Маленький костерик в пепельнице поднял кверху язычок светло-желтого пламени, оно минуту-другую поколебалось, потом осело, и на дне осталась только горсточка пепла, еще живого, колеблющегося, но уже, остывающего. Последние крохотные оранжевые точечки пробежали по пеплу и тут же угасли.
— А я озабочусь, чтобы было проверено, не хранятся ли эти листовки еще у кого-нибудь на корабле. — Небольсин говорил так спокойно, будто ничего вообще не произошло. — Разумеется, проверить надобно осторожно, не привлекая ничьего внимания… — Он поднял взгляд: — Решено?
Смутно, краешком ума отец Филарет догадывался, что тут что-то не то, что неспроста милейший Аркадий Константинович все это проделал. И все же он вздохнул облегченно, покосившись на груду неподвижного пепла.
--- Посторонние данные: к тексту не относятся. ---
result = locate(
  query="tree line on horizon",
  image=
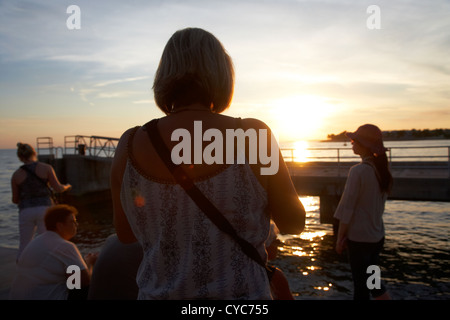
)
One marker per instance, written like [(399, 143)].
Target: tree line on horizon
[(412, 134)]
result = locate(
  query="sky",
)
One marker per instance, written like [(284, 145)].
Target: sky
[(306, 68)]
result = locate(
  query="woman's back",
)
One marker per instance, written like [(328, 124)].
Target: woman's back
[(185, 255)]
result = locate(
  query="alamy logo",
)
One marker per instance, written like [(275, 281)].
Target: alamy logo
[(74, 280), (213, 152), (374, 280)]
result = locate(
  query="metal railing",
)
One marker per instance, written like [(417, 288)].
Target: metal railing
[(95, 146), (422, 157)]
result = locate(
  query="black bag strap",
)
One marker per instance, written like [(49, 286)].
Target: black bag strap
[(196, 195)]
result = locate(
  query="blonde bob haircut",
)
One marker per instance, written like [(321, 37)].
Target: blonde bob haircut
[(194, 68)]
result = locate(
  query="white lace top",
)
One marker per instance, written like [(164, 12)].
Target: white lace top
[(185, 255)]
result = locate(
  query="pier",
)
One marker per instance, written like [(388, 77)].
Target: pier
[(85, 162)]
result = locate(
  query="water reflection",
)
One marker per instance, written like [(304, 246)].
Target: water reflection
[(414, 260)]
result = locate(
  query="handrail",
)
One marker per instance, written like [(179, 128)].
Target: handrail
[(95, 146), (391, 153)]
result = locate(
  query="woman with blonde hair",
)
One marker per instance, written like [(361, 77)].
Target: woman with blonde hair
[(360, 210), (30, 191), (186, 256)]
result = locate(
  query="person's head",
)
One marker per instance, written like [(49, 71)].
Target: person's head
[(367, 140), (25, 152), (194, 69), (61, 219)]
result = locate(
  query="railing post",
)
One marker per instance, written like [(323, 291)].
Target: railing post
[(448, 162), (339, 162)]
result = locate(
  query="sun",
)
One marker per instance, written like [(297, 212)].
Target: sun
[(300, 117)]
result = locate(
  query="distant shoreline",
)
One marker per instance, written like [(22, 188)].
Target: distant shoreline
[(401, 135), (389, 139)]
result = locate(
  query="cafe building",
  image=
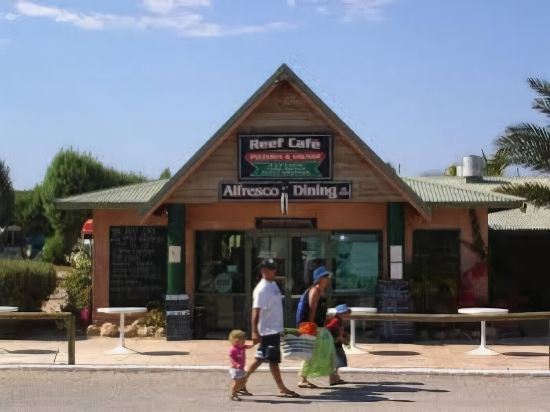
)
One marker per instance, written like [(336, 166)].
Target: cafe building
[(286, 178)]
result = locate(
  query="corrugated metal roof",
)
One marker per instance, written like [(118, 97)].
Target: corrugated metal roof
[(486, 183), (514, 219), (457, 192), (285, 73), (122, 197)]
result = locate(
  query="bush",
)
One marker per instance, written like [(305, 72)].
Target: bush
[(26, 284), (155, 316), (78, 283), (53, 250)]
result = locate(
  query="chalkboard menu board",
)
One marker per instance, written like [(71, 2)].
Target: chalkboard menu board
[(393, 297), (137, 266)]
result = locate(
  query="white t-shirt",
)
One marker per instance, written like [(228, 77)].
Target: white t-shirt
[(267, 297)]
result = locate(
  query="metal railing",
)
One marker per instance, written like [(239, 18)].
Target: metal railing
[(443, 317)]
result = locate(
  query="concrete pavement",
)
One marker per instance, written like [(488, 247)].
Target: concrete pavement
[(516, 357)]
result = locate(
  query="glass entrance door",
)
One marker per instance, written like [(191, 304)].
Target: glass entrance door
[(297, 254)]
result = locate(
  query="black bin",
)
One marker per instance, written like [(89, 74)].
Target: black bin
[(178, 317)]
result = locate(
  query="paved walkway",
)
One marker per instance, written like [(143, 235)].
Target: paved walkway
[(213, 353)]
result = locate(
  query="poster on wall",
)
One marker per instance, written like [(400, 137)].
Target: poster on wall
[(295, 190), (279, 157)]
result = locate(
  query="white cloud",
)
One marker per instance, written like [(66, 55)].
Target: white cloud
[(168, 6), (369, 9), (181, 21), (8, 16), (83, 21)]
Конечно, это — самый правильный выход из положения… Соловецкий монастырь… Бррр!
— Вот и чудесно, — заключил старший офицер. — Вот и чудесно! — И даже ободряюще улыбнулся.
…А листовки тем временем гуляли по всему кораблю. Матросы находили их в карманах собственных бушлатов, в подвесных койках, когда разбирали их на ночь, находили возле боевых механизмов, даже в церковном отделении.
Листовки тотчас исчезали: их тщательно прятали от зоркого унтерского взгляда, от боцманского глаза, от наиболее ненадежных матросов. Прятали, чтобы потом, где-нибудь в укромном уголке, снова и снова вчитаться в непривычные, отчаянно смелые, но такие близкие сердцу слова.
По молчаливому согласию никто вслух не заговаривал об этих листовках, но Копотей и его друзья знали, что работа их оказалась не напрасной. Они чувствовали себя в эти дни победителями. Возбужденные, радостно взволнованные, словно ощутив в себе какую-то новую, неведомую прежде им самим силу, они время от времени молча перебрасывались удовлетворенными, сияющими взглядами.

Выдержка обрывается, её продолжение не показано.